Some physicians and patient advocates have argued that CAR T-cell products should be made at medical centers across the country rather than by industry because the centers can deliver the cells more quickly to their critically ill patients and at lower cost.19 Bock said he does not expect that to happen because of the complexity and tight federal regulation of cellular manufacturing processes. MD Anderson’s new facility will not be used for long-term manufacturing of commercialized CAR products, which is better left to pharmaceutical companies that are experts in large-scale production, distribution, and marketing, he said.

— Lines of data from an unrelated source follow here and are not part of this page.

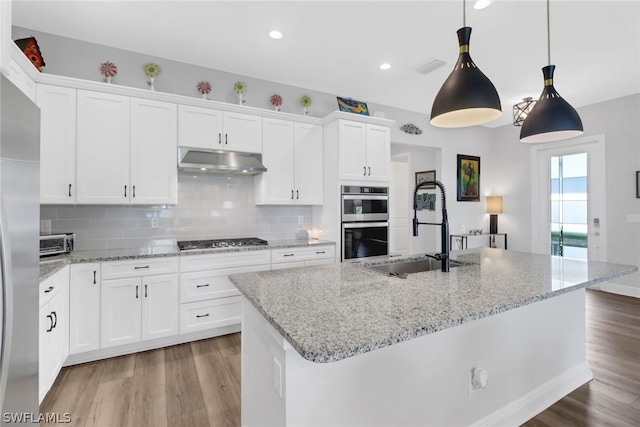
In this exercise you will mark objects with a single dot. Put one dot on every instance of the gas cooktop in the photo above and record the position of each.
(192, 245)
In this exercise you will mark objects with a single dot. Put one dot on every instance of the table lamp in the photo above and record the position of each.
(494, 207)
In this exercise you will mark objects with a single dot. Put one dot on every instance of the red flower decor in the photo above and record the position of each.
(204, 87)
(276, 100)
(108, 69)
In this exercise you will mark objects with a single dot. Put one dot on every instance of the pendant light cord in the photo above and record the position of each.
(548, 36)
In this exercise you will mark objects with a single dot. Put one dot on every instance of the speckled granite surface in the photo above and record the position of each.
(49, 265)
(332, 312)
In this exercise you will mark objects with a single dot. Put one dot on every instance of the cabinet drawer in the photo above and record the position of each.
(302, 254)
(197, 316)
(225, 260)
(139, 268)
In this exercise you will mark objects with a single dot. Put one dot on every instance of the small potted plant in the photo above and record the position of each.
(276, 101)
(151, 70)
(204, 88)
(108, 70)
(306, 102)
(240, 88)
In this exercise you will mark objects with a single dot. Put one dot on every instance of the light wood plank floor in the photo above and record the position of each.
(198, 384)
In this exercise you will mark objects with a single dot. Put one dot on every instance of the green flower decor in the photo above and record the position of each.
(151, 70)
(240, 87)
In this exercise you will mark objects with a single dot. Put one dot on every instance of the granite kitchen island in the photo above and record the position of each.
(493, 342)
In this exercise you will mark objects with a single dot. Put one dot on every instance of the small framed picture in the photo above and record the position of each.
(426, 176)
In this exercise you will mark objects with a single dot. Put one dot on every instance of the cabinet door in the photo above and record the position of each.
(378, 152)
(154, 145)
(102, 148)
(276, 186)
(120, 308)
(242, 132)
(57, 144)
(352, 150)
(84, 308)
(160, 306)
(199, 127)
(308, 164)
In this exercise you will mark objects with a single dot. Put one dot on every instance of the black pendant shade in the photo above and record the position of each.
(467, 97)
(552, 118)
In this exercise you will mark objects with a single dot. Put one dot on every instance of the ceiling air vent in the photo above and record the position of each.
(431, 66)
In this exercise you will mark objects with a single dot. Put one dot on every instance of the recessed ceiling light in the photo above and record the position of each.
(481, 4)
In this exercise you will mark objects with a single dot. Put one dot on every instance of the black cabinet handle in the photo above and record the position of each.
(50, 322)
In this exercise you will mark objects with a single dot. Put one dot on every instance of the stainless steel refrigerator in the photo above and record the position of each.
(20, 219)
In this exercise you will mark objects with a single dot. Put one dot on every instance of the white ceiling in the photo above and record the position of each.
(337, 46)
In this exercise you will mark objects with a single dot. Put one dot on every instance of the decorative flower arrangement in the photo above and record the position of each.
(276, 101)
(108, 70)
(306, 102)
(240, 88)
(151, 70)
(204, 88)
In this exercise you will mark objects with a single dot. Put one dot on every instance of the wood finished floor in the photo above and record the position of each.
(198, 384)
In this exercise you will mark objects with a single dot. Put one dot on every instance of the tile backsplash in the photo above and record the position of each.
(209, 207)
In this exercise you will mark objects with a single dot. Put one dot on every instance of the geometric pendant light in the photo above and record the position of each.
(467, 97)
(552, 118)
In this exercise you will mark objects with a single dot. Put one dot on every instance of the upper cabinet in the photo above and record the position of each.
(126, 150)
(364, 151)
(219, 130)
(292, 153)
(57, 144)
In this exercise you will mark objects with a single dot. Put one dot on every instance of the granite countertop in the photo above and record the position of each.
(331, 312)
(51, 264)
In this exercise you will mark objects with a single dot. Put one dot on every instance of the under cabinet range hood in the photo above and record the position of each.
(202, 160)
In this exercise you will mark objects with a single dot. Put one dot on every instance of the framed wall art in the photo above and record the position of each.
(425, 176)
(468, 178)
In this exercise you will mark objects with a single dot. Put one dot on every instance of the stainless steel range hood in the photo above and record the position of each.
(201, 160)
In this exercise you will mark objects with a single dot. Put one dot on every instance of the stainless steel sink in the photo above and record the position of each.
(408, 267)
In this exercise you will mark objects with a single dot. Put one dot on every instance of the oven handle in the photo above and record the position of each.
(364, 224)
(372, 197)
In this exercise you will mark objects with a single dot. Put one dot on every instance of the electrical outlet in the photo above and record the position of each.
(277, 377)
(45, 226)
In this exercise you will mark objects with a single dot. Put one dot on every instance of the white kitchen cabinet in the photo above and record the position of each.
(364, 151)
(154, 147)
(57, 144)
(208, 300)
(103, 156)
(302, 257)
(54, 328)
(292, 153)
(84, 307)
(200, 127)
(137, 303)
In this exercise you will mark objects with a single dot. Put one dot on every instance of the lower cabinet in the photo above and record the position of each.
(54, 329)
(138, 308)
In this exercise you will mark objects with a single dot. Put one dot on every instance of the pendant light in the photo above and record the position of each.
(467, 97)
(552, 118)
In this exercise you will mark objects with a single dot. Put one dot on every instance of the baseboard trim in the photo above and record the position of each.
(539, 399)
(615, 288)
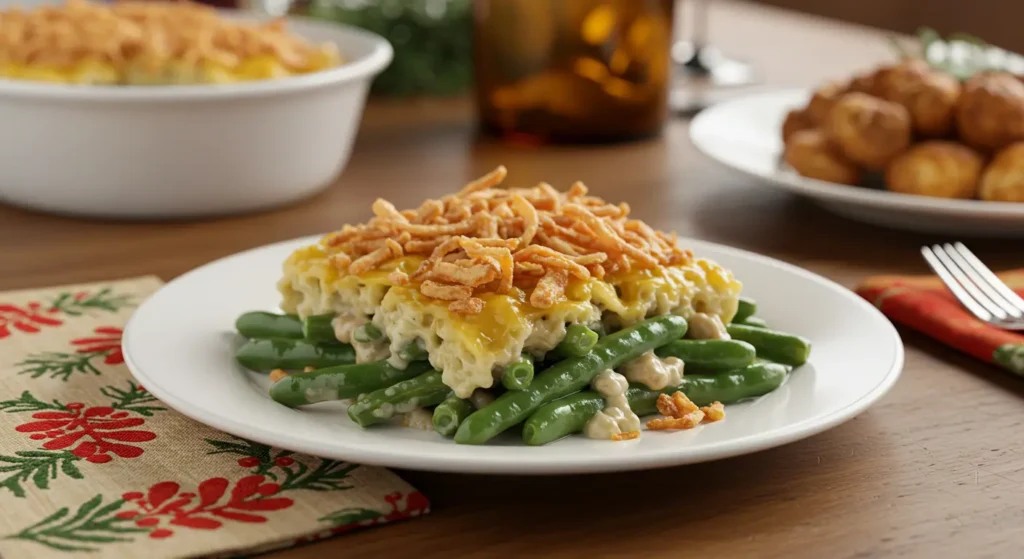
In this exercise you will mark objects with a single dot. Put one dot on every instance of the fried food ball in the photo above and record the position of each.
(796, 121)
(890, 80)
(823, 99)
(936, 168)
(863, 83)
(930, 97)
(810, 153)
(1004, 179)
(990, 112)
(867, 130)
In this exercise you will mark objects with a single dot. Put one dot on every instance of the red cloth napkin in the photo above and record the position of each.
(922, 302)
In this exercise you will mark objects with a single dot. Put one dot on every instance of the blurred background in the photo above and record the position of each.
(987, 18)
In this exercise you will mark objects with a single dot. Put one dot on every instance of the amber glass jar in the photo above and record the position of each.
(572, 71)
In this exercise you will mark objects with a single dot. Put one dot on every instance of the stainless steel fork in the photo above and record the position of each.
(975, 286)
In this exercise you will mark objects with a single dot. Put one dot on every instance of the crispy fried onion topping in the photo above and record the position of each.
(680, 413)
(491, 240)
(130, 34)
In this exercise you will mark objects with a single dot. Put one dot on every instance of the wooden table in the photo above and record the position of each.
(934, 469)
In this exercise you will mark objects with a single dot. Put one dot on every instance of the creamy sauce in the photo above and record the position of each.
(371, 351)
(616, 417)
(419, 419)
(345, 324)
(653, 373)
(480, 398)
(707, 327)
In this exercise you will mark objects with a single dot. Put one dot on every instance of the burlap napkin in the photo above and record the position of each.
(922, 302)
(92, 464)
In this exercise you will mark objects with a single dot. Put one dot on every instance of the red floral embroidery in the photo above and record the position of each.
(108, 340)
(201, 510)
(98, 431)
(27, 319)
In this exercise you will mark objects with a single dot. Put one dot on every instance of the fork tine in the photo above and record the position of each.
(950, 283)
(981, 283)
(1012, 299)
(968, 285)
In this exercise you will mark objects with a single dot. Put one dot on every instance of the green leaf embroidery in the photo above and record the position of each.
(344, 517)
(28, 402)
(329, 475)
(90, 524)
(243, 447)
(39, 466)
(81, 303)
(58, 366)
(133, 399)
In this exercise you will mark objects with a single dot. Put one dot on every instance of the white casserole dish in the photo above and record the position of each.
(190, 151)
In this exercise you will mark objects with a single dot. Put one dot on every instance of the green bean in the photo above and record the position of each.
(772, 345)
(367, 333)
(450, 414)
(518, 374)
(413, 352)
(568, 376)
(745, 308)
(335, 383)
(755, 321)
(383, 403)
(710, 355)
(318, 330)
(261, 325)
(578, 342)
(270, 354)
(569, 415)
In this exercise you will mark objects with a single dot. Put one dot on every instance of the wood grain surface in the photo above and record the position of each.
(936, 469)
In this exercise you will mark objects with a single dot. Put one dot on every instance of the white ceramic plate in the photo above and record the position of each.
(179, 345)
(744, 134)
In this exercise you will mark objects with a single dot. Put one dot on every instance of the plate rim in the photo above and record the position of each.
(833, 191)
(497, 466)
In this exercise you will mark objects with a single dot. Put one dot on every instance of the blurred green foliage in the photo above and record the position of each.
(432, 41)
(960, 53)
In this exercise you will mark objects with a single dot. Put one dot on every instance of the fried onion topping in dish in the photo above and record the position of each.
(491, 240)
(150, 43)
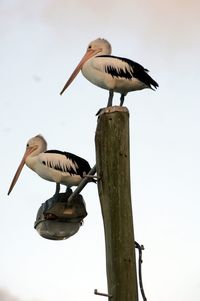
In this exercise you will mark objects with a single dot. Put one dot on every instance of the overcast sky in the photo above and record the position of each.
(41, 43)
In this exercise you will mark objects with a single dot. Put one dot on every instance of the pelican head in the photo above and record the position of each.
(98, 46)
(34, 146)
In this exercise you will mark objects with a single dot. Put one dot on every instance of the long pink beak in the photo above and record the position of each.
(19, 169)
(89, 53)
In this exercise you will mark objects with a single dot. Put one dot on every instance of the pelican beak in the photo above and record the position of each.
(19, 169)
(89, 53)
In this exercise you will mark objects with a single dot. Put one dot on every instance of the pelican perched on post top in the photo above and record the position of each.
(52, 165)
(116, 74)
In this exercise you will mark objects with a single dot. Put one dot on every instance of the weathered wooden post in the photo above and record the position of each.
(113, 168)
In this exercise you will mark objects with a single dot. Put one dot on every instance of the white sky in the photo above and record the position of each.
(41, 43)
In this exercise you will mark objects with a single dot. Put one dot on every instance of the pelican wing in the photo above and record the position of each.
(65, 162)
(124, 68)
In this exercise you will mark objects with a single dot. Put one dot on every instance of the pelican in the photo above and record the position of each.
(116, 74)
(52, 165)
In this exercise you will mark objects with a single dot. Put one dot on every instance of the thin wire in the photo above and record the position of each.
(140, 249)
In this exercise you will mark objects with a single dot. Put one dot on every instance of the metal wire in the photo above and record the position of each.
(140, 249)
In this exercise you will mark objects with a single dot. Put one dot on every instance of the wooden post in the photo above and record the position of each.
(113, 168)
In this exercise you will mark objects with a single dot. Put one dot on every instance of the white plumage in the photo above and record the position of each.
(112, 73)
(53, 165)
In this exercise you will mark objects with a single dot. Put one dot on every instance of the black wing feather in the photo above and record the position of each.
(82, 166)
(135, 70)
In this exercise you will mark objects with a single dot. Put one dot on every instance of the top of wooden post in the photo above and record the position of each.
(113, 109)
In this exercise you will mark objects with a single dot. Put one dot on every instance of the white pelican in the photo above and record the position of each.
(52, 165)
(112, 73)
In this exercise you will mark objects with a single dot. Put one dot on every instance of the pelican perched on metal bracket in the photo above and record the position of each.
(116, 74)
(52, 165)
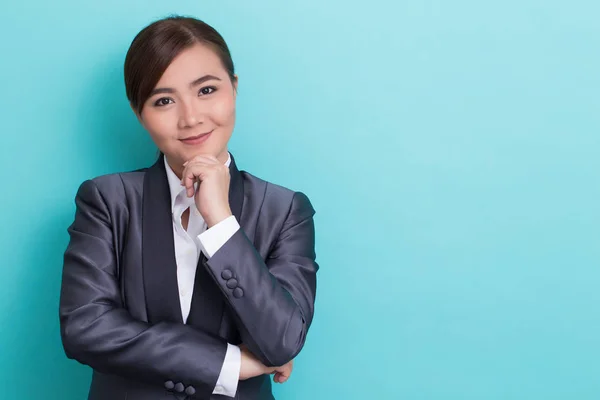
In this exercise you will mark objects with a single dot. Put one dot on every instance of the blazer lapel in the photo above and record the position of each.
(208, 304)
(158, 248)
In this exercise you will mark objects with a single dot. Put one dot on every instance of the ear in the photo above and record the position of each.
(235, 84)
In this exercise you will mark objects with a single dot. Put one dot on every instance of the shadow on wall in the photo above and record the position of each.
(106, 138)
(112, 138)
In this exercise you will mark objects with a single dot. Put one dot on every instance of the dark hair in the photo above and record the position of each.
(155, 47)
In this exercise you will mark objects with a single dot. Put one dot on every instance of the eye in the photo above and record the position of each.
(206, 90)
(163, 101)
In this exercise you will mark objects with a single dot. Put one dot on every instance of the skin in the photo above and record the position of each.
(195, 95)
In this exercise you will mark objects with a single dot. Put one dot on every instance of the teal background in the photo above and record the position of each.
(451, 151)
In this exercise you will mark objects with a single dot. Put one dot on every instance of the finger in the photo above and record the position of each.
(190, 175)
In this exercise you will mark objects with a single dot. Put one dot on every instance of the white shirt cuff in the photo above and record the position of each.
(230, 372)
(212, 239)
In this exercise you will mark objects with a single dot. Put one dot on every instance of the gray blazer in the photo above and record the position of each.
(119, 302)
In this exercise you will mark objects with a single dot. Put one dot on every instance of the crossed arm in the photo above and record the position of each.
(273, 314)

However, Bock and others said they can envision a time when fully enclosed, automated “cell engineering in a box” systems are perfected and installed at medical centers, allowing point-of-care CAR T-cell production. Technicians would essentially insert patient cells, viral vectors, and other supplies in one end and wait for a bag of engineered cells to come out the other for infusion. Investigators have experimented with such systems, using the Miltenyi CliniMACS Prodigy device to produce CAR T-cells and treating patients with hematological malignancies.20,21
Brentjens said there may not yet be enough published data to conclude that automated systems are feasible, and he does not know what training would be required of hospital staff. He also noted that the hospital would still have to purchase viral vectors from a pharmaceutical company to make the process work.
“It’s like cake mix. You can either buy a fully made cake, or in that paradigm you’re buying the cake mix and you’re cooking up the cake yourself,” he said. “But obviously, the cake mix costs a lot less than the cake.”